Uzma Bashir, a 29-year-old accountant from Srinagar in Indian-administered Kashmir, sleeps with her phone next to her pillow. She often wakes not to check messages, but to monitor gold prices — she is getting married this summer. “In Kashmir, gold is not just an ornament, it is dignity. It determines how you will be treated in your in-laws’ home,” she says. Earning less than $100 a month, Bashir had hoped to buy her wedding jewellery herself to avoid burdening her parents, but even a single ring costs nearly three months of her salary.
Record gold prices have hit jewellery purchases across South Asia. The precious metal hit a high of $5,595 per ounce on January 29 and currently trades around $4,861. In India, the world’s second-largest gold consumer, gold futures closed at $1,670 per 10 grams during the Akshaya Tritiya festival — 63% higher than last year.
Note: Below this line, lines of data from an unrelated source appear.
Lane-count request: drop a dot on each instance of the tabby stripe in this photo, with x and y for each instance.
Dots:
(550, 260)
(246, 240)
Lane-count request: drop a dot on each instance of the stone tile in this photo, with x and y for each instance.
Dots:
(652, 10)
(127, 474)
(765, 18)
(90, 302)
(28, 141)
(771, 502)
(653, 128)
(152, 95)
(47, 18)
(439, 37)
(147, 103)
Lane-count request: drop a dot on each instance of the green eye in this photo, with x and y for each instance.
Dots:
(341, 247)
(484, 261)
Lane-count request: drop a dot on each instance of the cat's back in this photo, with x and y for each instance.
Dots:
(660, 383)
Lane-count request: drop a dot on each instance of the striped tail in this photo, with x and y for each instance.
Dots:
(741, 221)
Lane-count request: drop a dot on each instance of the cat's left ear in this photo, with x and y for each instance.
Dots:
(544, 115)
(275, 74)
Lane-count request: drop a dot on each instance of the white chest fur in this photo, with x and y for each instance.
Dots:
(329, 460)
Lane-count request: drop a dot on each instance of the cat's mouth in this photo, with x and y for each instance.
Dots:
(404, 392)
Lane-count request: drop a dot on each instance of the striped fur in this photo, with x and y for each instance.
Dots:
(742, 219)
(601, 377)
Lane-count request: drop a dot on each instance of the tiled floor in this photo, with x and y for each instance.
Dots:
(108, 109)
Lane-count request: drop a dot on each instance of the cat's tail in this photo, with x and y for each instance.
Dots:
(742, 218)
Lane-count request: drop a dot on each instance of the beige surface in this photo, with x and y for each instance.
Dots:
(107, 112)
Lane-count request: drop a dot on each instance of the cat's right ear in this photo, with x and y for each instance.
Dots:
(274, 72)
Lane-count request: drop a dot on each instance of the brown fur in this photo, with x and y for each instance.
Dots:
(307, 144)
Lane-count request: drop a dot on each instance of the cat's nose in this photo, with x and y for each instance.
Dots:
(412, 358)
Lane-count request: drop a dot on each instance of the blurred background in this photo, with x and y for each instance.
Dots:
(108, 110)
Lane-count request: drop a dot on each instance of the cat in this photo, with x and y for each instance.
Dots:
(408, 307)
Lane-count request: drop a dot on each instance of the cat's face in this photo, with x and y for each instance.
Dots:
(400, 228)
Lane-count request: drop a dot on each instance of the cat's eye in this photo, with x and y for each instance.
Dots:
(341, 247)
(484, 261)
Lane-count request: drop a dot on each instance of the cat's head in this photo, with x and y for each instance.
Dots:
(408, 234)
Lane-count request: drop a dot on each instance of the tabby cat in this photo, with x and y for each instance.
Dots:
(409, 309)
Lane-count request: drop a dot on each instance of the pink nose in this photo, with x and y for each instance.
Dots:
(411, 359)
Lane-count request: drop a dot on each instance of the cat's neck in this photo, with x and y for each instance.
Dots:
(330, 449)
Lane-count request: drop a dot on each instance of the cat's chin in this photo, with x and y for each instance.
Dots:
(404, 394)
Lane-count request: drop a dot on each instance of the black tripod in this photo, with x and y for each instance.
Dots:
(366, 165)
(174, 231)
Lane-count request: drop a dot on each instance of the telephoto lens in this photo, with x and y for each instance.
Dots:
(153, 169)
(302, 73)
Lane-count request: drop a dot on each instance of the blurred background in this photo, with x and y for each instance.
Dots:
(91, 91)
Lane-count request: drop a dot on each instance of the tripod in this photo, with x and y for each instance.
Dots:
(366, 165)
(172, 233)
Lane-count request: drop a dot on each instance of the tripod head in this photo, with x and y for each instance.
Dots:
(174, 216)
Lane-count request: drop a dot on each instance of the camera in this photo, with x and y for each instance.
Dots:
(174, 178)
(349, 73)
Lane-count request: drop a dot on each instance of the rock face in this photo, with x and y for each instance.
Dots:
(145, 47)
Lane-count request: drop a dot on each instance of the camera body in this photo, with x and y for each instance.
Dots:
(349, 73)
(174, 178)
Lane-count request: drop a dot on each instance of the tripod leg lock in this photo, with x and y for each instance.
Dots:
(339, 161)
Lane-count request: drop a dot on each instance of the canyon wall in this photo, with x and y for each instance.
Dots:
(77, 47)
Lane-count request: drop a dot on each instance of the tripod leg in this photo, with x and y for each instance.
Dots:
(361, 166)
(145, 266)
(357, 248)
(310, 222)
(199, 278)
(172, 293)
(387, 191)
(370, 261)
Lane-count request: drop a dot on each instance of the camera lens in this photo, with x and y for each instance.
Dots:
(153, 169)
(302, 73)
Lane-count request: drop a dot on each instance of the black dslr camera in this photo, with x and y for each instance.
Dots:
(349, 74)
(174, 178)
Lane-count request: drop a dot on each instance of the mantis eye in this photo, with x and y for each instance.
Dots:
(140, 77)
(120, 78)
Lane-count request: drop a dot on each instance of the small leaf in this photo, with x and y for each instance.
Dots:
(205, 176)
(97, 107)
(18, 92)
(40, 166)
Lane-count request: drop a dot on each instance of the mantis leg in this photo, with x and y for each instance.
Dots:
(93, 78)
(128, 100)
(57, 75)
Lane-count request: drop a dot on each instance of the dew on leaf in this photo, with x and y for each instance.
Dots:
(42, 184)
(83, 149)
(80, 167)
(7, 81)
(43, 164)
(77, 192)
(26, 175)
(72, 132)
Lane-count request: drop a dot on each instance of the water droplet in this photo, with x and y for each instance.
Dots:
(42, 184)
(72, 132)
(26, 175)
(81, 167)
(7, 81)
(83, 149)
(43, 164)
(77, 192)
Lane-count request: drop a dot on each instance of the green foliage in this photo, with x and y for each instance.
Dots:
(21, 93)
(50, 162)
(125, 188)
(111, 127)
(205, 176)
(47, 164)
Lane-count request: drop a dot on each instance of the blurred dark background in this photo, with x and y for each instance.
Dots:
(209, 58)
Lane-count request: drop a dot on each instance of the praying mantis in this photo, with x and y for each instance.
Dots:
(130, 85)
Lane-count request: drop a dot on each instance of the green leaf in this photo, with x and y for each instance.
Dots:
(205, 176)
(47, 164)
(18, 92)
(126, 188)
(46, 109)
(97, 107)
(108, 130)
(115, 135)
The World Gold Council reports a 24% drop in demand for gold jewellery in India in 2025.
The surge has reshaped wedding planning. Jewellers report customers abandoning pure gold for imitation jewellery, gold-plated ornaments, or lower-carat alternatives. Bashir discovered “one-gram gold jewellery” — base metal ornaments coated with a thin layer of 24-carat gold. “It has emerged as a lifesaver. Now I can wear it on my wedding day and no one would point a finger,” she says.
In Pakistan, gold jewellery sales have fallen by about 50% over the past year. Many buyers opt for 18 or 12-carat gold or gold-plated items. Ayesha Khan, shopping for a family wedding, says: “It’s not that we don’t want to wear real gold. Of course we do. But the circumstances in Pakistan are very difficult right now.” A tola (11.668 grams) of gold costs around 540,000 Pakistani rupees ($1,938). A gold-plated bridal set costs 40,000-60,000 rupees ($143-215), while the same design in real gold can cost hundreds of thousands or millions of rupees.
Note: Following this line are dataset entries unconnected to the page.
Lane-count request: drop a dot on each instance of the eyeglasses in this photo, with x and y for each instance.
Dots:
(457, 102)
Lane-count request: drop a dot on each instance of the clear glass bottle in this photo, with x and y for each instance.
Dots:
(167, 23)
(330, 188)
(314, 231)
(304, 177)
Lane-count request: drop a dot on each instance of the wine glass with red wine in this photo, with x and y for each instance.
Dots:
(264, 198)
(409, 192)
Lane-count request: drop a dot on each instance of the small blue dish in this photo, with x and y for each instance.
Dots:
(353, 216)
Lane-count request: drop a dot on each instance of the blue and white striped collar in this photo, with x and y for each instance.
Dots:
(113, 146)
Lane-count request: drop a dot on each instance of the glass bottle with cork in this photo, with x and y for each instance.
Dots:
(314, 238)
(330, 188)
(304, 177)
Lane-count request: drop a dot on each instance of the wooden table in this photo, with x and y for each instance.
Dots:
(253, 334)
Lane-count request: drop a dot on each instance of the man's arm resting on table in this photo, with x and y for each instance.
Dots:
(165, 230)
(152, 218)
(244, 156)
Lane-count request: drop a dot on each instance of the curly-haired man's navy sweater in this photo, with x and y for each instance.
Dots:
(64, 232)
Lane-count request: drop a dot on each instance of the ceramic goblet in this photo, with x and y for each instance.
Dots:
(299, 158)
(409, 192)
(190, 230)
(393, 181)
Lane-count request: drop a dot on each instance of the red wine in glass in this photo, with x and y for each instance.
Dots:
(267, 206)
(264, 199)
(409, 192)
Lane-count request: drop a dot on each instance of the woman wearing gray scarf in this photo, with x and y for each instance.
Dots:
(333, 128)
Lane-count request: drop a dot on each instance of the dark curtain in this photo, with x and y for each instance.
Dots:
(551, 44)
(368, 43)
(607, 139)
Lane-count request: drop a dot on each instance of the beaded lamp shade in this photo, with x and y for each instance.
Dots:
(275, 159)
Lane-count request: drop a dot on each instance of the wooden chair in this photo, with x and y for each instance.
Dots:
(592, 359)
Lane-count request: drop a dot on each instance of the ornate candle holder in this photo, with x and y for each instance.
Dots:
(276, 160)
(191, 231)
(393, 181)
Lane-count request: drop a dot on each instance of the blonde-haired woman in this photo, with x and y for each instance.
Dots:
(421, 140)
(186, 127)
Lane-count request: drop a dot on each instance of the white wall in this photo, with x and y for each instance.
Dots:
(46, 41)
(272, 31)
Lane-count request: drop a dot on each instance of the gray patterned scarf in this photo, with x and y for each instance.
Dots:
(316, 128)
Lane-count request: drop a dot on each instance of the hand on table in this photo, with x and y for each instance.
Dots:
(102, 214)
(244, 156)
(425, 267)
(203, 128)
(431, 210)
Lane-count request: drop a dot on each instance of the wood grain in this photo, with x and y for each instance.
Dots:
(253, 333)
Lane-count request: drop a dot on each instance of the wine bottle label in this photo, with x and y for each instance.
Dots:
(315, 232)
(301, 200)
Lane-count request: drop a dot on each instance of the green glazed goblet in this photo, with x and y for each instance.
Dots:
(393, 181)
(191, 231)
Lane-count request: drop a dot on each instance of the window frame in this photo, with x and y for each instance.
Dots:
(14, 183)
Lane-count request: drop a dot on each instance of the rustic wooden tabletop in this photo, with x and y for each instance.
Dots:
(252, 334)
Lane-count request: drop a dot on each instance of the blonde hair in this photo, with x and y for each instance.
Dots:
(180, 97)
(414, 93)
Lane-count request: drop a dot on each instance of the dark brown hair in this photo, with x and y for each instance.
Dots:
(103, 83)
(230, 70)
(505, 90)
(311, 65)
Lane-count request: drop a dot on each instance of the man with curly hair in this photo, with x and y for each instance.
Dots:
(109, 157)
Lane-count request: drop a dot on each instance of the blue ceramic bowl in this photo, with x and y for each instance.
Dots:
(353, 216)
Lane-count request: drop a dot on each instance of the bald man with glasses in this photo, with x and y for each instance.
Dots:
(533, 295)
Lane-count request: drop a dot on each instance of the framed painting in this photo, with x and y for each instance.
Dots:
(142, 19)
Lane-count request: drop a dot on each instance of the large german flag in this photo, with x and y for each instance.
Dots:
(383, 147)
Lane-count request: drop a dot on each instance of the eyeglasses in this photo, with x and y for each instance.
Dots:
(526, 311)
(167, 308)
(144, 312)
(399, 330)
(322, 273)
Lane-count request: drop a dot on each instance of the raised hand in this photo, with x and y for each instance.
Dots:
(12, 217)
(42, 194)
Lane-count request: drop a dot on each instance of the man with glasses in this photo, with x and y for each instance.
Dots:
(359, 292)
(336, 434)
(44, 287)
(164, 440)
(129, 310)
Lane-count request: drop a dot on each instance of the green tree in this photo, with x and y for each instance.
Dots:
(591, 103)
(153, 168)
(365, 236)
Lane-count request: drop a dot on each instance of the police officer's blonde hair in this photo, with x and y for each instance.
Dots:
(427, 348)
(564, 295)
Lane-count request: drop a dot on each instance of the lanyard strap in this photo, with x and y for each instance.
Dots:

In Bangladesh, the price of 22-carat gold in Dhaka hit a record $2,200 per “bhori” (11.668 grams). With a per capita income of around $2,600, gold is unaffordable for most. Shop owner Enayet Hossain says demand for imitation jewellery has soared: small imitation earrings cost as little as 200-500 taka ($1.5-$4). Shopper Sadia Islam adds: “I don’t think we can casually wear gold anymore, the way our mothers used to. It has simply become too expensive.” She also fears theft: “What if I wear real gold to a wedding and it gets stolen?”
In Indian-administered Kashmir, Shabana Khan and her fiancé Shahbaaz Khan are getting married in two months. Shabana dreamed of wedding jewellery, but real gold is too expensive. After seeing social media videos about “one-gram gold jewellery,” they travelled 85 km to Srinagar. “The jewellery looked just like real gold. At least with this concept, she can enjoy her dream,” says Shahbaaz.
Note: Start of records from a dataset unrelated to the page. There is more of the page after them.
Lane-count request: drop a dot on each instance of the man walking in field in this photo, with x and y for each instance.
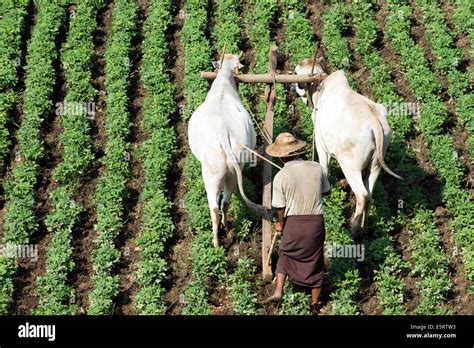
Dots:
(297, 191)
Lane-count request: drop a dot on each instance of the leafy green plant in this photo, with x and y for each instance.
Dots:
(441, 149)
(19, 220)
(11, 27)
(111, 186)
(244, 299)
(55, 294)
(195, 298)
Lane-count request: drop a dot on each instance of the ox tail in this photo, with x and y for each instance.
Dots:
(226, 145)
(379, 139)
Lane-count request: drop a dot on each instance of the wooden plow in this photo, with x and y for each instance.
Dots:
(270, 78)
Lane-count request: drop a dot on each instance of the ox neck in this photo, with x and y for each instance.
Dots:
(225, 77)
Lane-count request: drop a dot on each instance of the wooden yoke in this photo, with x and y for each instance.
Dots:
(270, 79)
(270, 97)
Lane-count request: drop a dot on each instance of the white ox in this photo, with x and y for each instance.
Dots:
(353, 130)
(216, 132)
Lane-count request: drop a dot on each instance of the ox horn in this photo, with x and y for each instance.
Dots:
(223, 54)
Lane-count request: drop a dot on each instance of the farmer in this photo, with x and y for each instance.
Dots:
(297, 191)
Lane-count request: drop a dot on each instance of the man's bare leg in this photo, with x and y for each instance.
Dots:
(315, 292)
(281, 277)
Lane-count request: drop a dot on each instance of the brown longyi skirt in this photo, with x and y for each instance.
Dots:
(301, 252)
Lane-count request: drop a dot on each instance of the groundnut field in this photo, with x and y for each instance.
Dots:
(101, 193)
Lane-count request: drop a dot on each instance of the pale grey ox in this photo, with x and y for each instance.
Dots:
(216, 132)
(350, 128)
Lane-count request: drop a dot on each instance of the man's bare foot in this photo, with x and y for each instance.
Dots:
(273, 298)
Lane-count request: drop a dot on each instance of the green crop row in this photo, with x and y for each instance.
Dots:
(11, 28)
(55, 296)
(243, 297)
(343, 272)
(258, 16)
(228, 30)
(197, 55)
(463, 16)
(441, 150)
(390, 288)
(19, 219)
(157, 157)
(429, 262)
(296, 45)
(111, 185)
(447, 61)
(337, 48)
(387, 262)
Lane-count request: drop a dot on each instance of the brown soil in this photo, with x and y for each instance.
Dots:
(459, 136)
(180, 244)
(133, 206)
(84, 231)
(24, 282)
(462, 39)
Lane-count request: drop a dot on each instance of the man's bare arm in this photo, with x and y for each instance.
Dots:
(280, 225)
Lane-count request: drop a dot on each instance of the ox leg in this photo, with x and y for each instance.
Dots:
(230, 183)
(370, 184)
(212, 185)
(354, 178)
(323, 157)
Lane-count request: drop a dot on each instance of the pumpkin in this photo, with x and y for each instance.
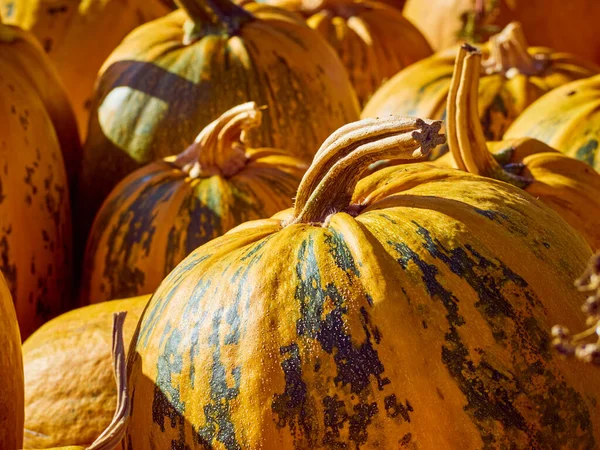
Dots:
(369, 315)
(11, 373)
(515, 76)
(569, 186)
(112, 436)
(563, 25)
(172, 77)
(79, 35)
(565, 119)
(70, 393)
(35, 222)
(373, 40)
(160, 213)
(21, 50)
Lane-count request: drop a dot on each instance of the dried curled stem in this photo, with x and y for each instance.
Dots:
(113, 434)
(329, 183)
(576, 345)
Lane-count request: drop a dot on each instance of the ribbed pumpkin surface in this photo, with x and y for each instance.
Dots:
(421, 90)
(566, 119)
(11, 373)
(35, 222)
(70, 393)
(79, 35)
(161, 213)
(419, 318)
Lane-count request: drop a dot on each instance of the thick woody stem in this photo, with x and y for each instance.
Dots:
(114, 433)
(465, 134)
(212, 17)
(329, 183)
(219, 148)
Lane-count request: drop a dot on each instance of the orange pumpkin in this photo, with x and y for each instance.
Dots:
(35, 221)
(515, 75)
(412, 309)
(79, 35)
(11, 373)
(172, 77)
(162, 212)
(568, 26)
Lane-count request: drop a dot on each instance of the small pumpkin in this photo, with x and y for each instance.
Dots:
(515, 75)
(159, 214)
(372, 39)
(566, 119)
(35, 214)
(570, 187)
(567, 26)
(79, 35)
(70, 394)
(11, 373)
(370, 314)
(172, 77)
(20, 50)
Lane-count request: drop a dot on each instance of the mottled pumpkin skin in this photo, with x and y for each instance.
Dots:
(159, 214)
(566, 119)
(423, 322)
(421, 90)
(11, 373)
(79, 35)
(21, 50)
(372, 39)
(35, 214)
(568, 26)
(70, 393)
(154, 94)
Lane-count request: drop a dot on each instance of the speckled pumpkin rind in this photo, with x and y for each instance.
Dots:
(35, 215)
(430, 310)
(567, 119)
(11, 373)
(70, 394)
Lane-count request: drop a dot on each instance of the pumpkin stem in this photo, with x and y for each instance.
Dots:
(466, 140)
(509, 55)
(114, 432)
(212, 17)
(219, 148)
(329, 183)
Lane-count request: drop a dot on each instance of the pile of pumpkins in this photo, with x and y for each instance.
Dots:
(336, 224)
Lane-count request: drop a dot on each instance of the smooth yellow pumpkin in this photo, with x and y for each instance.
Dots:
(570, 187)
(161, 213)
(21, 51)
(567, 119)
(79, 35)
(35, 214)
(11, 373)
(70, 393)
(411, 310)
(515, 75)
(172, 77)
(568, 26)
But one-gram gold doesn’t work for everyone. Rihanna Ashraf, 40, from a family of artisans, supported her mother and siblings after her father died. Marriage proposals fell through due to gold demands. “One family agreed. My mother was so happy. But when we met them, they demanded gold worth more than everything we had. The proposal fell through,” she says. She remains unmarried, like nearly 50,000 women in Srinagar alone considered “past their marriage age.”
Nisar Ahmad Bhat, a jeweller in Srinagar, notes a shift in attitudes: more families buy gold only for investment, while interest in symbolic substitutes grows. “People want the happiness of wearing gold, but within an affordable range. Gold will always remain gold. But people may begin to see it more as an investment, not as something they can casually afford,” he says.